Call it a sign of the times,
how I’ve distanced myself from anything popular just because
I’m holding onto something from the past / like I’m still obsessed with being the first to know when something is good.
Remind me, not everyone is my ex.
Not all beautiful things should be shouted to others, like, I KNEW IT FIRST. like, I WANTED HIM BEFORE YOU EVEN KNEW HIM. like, I THINK THIS IS WHAT IT’S LIKE BEING IN LOVE WITH GHOSTS.
I don’t even believe in paranormal, but I’m still hungry for things I can’t see. I bet your mouth is honey and, didn’t you hear? I’m trying to save the bees.

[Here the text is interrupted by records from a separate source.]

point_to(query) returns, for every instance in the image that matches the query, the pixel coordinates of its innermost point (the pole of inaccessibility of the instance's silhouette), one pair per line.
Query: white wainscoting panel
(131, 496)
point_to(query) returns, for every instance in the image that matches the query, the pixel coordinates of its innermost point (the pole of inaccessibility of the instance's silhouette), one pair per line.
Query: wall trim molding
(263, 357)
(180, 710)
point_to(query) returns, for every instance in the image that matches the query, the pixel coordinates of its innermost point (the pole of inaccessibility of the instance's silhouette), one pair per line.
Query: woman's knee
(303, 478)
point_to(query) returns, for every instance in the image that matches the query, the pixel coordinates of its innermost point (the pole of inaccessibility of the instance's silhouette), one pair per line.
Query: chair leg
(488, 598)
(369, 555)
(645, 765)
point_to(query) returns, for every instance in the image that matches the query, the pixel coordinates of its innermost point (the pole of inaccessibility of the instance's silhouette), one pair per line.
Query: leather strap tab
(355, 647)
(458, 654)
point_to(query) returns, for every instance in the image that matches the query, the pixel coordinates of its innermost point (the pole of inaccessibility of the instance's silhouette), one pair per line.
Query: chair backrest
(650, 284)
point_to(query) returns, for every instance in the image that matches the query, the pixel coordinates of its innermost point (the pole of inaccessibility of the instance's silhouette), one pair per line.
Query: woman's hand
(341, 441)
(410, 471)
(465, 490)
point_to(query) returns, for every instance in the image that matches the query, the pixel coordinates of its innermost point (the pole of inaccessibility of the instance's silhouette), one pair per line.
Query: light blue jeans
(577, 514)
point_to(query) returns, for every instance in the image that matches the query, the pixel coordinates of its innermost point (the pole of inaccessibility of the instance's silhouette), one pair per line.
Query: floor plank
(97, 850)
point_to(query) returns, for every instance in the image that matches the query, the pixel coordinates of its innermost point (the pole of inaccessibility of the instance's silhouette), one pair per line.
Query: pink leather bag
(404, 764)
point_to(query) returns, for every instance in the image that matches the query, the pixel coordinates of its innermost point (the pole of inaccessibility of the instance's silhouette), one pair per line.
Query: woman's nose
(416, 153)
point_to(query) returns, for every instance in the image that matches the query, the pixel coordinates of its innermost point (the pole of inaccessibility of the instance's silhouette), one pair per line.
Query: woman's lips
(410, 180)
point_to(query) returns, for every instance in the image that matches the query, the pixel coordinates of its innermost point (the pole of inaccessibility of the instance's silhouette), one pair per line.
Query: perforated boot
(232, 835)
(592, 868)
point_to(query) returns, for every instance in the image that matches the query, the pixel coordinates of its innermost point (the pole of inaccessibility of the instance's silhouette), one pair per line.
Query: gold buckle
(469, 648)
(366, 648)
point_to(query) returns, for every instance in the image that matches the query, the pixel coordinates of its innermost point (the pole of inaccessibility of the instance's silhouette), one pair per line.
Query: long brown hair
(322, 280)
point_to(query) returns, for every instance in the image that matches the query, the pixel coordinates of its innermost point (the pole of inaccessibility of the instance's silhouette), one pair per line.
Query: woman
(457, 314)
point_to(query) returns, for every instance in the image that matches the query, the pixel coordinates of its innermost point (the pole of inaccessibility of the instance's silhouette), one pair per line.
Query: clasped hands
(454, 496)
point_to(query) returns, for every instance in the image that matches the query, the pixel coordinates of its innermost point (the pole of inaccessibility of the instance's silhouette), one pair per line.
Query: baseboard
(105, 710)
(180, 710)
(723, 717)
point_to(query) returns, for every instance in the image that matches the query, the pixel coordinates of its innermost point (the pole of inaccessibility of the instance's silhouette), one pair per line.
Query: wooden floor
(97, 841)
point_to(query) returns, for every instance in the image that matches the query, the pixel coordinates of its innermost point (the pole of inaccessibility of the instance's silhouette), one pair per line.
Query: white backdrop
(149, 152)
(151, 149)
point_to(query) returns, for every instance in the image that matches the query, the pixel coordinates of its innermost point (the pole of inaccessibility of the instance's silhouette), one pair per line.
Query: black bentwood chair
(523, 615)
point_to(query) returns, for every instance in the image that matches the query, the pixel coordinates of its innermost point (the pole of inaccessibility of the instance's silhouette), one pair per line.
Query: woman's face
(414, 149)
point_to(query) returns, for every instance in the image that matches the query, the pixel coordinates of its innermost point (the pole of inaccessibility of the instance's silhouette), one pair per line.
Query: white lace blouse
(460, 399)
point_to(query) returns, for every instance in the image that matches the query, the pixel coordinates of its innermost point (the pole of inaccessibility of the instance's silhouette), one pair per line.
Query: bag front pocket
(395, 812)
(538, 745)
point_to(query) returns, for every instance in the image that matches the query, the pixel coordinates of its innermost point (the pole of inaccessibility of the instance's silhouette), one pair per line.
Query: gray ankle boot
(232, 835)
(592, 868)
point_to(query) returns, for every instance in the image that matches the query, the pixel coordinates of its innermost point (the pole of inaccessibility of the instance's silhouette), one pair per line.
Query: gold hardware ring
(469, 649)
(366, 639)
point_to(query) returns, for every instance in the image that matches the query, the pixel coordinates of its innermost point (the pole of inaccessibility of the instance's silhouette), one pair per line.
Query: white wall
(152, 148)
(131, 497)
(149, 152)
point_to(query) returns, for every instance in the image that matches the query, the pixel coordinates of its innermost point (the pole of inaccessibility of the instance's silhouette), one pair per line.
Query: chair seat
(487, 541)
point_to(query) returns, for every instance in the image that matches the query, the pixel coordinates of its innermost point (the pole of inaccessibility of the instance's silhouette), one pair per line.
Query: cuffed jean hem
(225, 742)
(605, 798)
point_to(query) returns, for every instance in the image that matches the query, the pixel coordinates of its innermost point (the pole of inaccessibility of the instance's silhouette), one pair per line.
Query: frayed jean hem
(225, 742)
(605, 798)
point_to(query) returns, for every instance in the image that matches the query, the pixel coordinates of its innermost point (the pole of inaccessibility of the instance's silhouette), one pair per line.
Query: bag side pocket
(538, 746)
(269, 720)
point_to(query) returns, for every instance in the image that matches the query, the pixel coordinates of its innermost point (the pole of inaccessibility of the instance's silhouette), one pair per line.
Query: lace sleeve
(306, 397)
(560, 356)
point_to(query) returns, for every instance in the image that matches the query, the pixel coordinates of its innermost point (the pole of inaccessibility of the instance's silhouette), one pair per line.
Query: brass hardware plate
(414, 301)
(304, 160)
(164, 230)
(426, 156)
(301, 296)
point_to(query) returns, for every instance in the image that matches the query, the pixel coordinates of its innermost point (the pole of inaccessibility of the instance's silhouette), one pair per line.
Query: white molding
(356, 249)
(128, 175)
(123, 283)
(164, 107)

Somehow I’m empty and needy,
is that a sign of the times or sign that I’m just trying too hard
for something to click?
I’m 25 and terrified it never will. I am too young to be so scared, but that kind of thinking does nothing when you’re still scared. Everyone successful seems younger and hotter and on some tour. Or in love. They’re all in love and someone told me I would eventually move on.
And I guess I did, but moving on looks a lot like routine and apathy.
I’m looking at superstars wanting a relationship with them just so I have something interesting to say.
I’m lonely, but in a way that I still function. I can want you from a distance, but still survive without an introduction.